EXEC sp_xml_preparedocument @iDoc OUTPUT, @p2;
SELECT *
FROM OPENXML (@iDoc, '/ROOT/R', 1)
WITH (
ID BIGINT,
PrimID INT,
AuthID INT,
ProgID INT,
ServiceCodeID INT,
WorkerID INT,
Date DATETIME,
StartTime DATETIME,
EndTime DATETIME,
RequestID INT,
GPermID INT,
PayRateOverride VARCHAR(30),
AutoScheduled BIT);
--Release XML document
EXEC sp_xml_removedocument @iDoc;
December 27, 2017 at 2:17 pm
This is running much slower for you than it should. Your query is instantaneous on my laptop as well. I even created 10K rows of sample data and tested it.
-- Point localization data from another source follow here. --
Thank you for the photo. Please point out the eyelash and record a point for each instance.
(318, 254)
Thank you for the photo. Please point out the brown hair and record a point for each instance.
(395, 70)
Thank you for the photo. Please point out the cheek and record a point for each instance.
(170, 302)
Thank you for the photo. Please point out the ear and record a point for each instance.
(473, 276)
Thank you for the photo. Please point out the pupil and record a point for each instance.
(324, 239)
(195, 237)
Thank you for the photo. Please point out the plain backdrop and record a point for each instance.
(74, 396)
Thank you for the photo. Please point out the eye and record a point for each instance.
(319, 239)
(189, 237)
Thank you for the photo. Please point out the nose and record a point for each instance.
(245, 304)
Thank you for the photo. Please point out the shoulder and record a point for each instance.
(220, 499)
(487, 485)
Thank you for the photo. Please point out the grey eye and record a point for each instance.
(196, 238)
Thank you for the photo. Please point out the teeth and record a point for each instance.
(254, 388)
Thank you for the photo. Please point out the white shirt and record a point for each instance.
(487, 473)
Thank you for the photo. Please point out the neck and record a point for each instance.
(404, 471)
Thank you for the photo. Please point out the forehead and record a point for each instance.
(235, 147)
This query takes a couple seconds on my laptop:
declare @table table (someXML xml);
insert @table
select top (10000) replace(cast(@p2 as varchar(1000)),'1003381', user_type_id)
from sys.all_columns;
SELECT t.col.value('@ID','BIGINT') AS ID,
t.col.value('@PrimID','INT') AS PrimID,
t.col.value('@AuthID','INT') AS AuthID,
t.col.value('@ProgID','INT') AS ProgID,
t.col.value('@ServiceCodeID','INT') AS ServiceCodeID,
t.col.value('@WorkerID','INT') AS WorkerID,
t.col.value('@Date','DATETIME') AS [Date],
t.col.value('@StartTime','DATETIME') AS StartTime,
t.col.value('@EndTime','DATETIME') AS EndTime,
t.col.value('@RequestID','INT') AS RequestID,
t.col.value('@GPermID','INT') AS GPermID,
t.col.value('@PayRateOverride','VARCHAR(30)') AS PayRateOverride,
t.col.value('@AutoScheduled','BIT') AS AutoScheduled
FROM @table x
cross apply x.someXML.nodes('/ROOT/R') AS t(col);
T-SQL XML queries against XML are going to be slower than ones against tables no matter what but not 21 seconds a row. As Luis mentioned sp_xml_preparedocument, I too, have had some success with that.
-- Itzik Ben-Gan 2001
December 27, 2017 at 2:18 pm
Thanks Luis. As it turns out, it had to be either the server, or my copy of SSMS. One or the other was mucked up. I later ended up crashing SSMS, and it's been working fine in about a quarter of a second (EDIT: for 1,000 executions) ever since. I tried using Jeff's DelimitedSplit8K at first, but the performance just wasn't there, and probably because I used the same split twice after splitting once to begin with. I hate testing on shared servers when performance testing is involved. You never know what you're up against...
I ended up just using that original boiled down XML shred going into a temp table. Turns out the doc prep execs cost an extra 0.175 seconds on 1,000 executions, so I'll have to not use that on this occasion. Thanks again for creating a sounding board.